As far as the scooter goes: I do like the Suzuki Hayate 125 fl. There is only 1 3S dealer that is near Robinson’s mall in Angeles. They do NOT have parts although they claim to be and listed by Suzuki as a 3S shop. I been told parts are hard to get so that is off my list. I am leaning towards the Yamaha Mio. There is a very nice 3S shop near where I bought my Honda Supremo.


----------



## jon1 (Mar 18, 2012)

If you are leaning towards Yamaha, why not a Sniper? It has a 135cc liquid cooled engine. It has enough torque to get you around. I have one that is 6 years old now and had no problems with it to date. Very durable and gets 100 miles to 1L of gas. It is good for getting around the town in.


----------



## M.C.A. (Feb 24, 2013)

Use the coveted motorcycle that all tricycle drivers prefer if their budget fits and thats the Kawasaki 175cc Barako, it's a very strong bike and will last you many years, they run about 75,000 -85,000 peso's new.
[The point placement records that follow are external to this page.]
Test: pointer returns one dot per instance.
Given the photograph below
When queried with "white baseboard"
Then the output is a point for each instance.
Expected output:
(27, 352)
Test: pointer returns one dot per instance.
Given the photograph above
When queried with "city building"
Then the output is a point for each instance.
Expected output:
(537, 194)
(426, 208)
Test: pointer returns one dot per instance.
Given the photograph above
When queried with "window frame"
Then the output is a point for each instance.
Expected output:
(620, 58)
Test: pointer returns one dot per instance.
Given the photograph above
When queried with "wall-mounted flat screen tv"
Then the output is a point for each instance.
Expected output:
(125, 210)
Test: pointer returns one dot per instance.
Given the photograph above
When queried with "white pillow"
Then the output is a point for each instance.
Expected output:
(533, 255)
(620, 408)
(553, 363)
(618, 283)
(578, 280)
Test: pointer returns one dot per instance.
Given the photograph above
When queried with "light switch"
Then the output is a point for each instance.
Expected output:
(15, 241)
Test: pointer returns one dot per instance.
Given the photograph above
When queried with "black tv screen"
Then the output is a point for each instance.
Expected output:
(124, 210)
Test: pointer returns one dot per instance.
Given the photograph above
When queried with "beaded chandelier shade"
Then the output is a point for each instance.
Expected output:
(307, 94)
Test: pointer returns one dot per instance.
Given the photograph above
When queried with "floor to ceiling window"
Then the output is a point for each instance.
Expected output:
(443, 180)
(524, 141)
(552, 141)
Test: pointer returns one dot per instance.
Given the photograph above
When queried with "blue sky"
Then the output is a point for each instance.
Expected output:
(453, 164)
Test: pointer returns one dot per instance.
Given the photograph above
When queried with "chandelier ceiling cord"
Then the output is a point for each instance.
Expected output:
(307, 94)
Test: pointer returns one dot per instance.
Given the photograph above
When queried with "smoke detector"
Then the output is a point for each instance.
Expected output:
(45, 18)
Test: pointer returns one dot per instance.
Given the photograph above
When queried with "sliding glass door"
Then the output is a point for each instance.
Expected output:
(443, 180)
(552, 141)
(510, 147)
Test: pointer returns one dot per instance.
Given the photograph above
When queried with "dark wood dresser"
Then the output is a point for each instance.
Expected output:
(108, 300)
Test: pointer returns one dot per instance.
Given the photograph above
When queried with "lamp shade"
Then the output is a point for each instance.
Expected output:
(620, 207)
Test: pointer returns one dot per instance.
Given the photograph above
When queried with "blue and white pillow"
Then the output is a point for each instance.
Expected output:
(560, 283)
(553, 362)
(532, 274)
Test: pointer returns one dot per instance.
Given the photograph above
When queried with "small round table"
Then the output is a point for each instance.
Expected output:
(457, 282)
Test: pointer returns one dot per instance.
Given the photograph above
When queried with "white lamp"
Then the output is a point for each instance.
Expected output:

You could also get a used truck (I wished I'd bought a truck) or vehicle for about the same price, you won't have to worry about getting soaked and the trips are more pleasurable. We bought a Mitsubishi Lancer 4 door for 65,000 peso's it needed work, shocks and stuff like that but it's more than paid for itself after 5 years it also has a much bigger engine 1200cc.


----------